The parallelogram area, determinant and runners

Question

Three runners $A$, $B$ and $C$ run along parallel tracks with constant speed. On start the area of the triangle $ABC$ is equal to $2$. $5$ seconds later it is equal to $3$. What could it be $5$ more seconds later?

I understand that the area of a triangle is half the area of a parallelogram spanned by vectors corresponding to the position of the runners. So, we need to look at the sign of the determinant and its value. But I don’t understand how to solve the problem. I know that there are two possible answers: 8 and 4, but I don’t understand how to get them.

It is clear that the speed of the runners is different, and the area can either decrease from the start or increase. But what after?

Answer 1

Let $A(a_1,a_2), B(b_1,b_2),C(c_1,c_2)$ be the initial positions of the runners.

The area of the triangle is: $$\frac12\begin{vmatrix}a_1&a_2&1\\ b_1&b_2&1\\ c_1&c_2&1\end{vmatrix}=2.$$

Without loss of generality, we can assume the runners run horizontally with the constant speeds $s_1,s_2,s_3$, respectively. Then: $$\frac12\begin{vmatrix}a_1+s_1&a_2&1\\ b_1+s_2&b_2&1\\ c_1+s_3&c_2&1\end{vmatrix}=3 \Rightarrow \underbrace{\frac12\begin{vmatrix}a_1&a_2&1\\ b_1&b_2&1\\ c_1&c_2&1\end{vmatrix}}_{=2}+\underbrace{\frac12\begin{vmatrix}s_1&a_2&1\\ s_2&b_2&1\\ s_3&c_2&1\end{vmatrix}}_{=1}=3\\ \frac12\begin{vmatrix}a_1+2s_1&a_2&1\\ b_1+2s_2&b_2&1\\ c_1+2s_3&c_2&1\end{vmatrix}=\underbrace{\frac12\begin{vmatrix}a_1&a_2&1\\ b_1&b_2&1\\ c_1&c_2&1\end{vmatrix}}_{=2}+\underbrace{\frac12\begin{vmatrix}2s_1&a_2&1\\ 2s_2&b_2&1\\ 2s_3&c_2&1\end{vmatrix}}_{=2}=4$$

Answer 2

Let us consider the positions of the runners as functions of time, i.e., $s_0(t),s_1(t),s_2(t)\in\Bbb R^2$. Using a coordinate system following the first runner, we may assume $s_0(t)=0$ for all $t$. Hence, the (signed) area $A(t)$ of the triangle is, as you said, given by $$ 2A(t) = \det(s_1(t), s_2(t)). $$ Let the tracks point in direction $v\in\Bbb R^2$ so that the constant speed trajectories may be described as \begin{align*} s_1(t) &= s_1(0)+t\lambda_1 v,\\ s_2(t) &= s_2(0)+t\lambda_2 v, \end{align*} where $\lambda_1,\lambda_2\in\Bbb R$ are the speeds of the two runners.
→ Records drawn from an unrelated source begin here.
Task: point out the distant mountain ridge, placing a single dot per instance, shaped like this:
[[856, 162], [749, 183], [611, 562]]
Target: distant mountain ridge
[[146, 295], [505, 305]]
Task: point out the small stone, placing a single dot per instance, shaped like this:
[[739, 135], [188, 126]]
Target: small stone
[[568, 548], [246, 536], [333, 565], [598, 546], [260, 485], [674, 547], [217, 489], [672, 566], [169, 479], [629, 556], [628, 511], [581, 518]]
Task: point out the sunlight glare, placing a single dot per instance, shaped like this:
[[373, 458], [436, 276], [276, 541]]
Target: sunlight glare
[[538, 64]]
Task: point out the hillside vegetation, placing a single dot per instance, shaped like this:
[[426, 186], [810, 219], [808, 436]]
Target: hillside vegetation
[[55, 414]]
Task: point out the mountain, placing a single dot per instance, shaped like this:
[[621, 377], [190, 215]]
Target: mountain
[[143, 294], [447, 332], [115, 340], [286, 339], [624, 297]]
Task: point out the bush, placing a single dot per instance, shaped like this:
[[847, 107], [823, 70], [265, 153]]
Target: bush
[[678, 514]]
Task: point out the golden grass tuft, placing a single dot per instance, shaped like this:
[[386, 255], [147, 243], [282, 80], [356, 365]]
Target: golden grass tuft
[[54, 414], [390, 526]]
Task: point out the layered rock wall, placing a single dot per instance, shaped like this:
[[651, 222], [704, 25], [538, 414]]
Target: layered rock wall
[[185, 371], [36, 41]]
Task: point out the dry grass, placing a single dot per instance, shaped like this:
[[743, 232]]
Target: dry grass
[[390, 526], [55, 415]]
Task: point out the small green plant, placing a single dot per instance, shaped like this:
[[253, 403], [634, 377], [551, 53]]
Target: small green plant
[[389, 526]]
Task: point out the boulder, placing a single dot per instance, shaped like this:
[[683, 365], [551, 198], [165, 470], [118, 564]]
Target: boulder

Hence, using the properties of the determinant, we get \begin{align*} 2A(t) &= \det(s_1(t), s_2(t)) \\ &= \det(s_1(0)+t\lambda_1v, s_2(0)+t\lambda_2v) \\ &= \det(s_1(0),s_2(0)) + t \det(s_1(0), \lambda_2 v) + t\det(\lambda_1 v,s_2(0)) + t^2\det(\lambda_1 v,\lambda_2 v) \\ &= \det(s_1(0),s_2(0)) + t \big[\det(s_1(0), \lambda_2 v) + \det(\lambda_1 v,s_2(0))\big]. \end{align*} Simply put, we have $A(t) = A_0 + t B$ is a linear function of time. From $A(0) = 2$ and $A(5)=3$ you can determine $A_0=2$ and $B=\frac 1 5$ and calculate $A(10)=4$.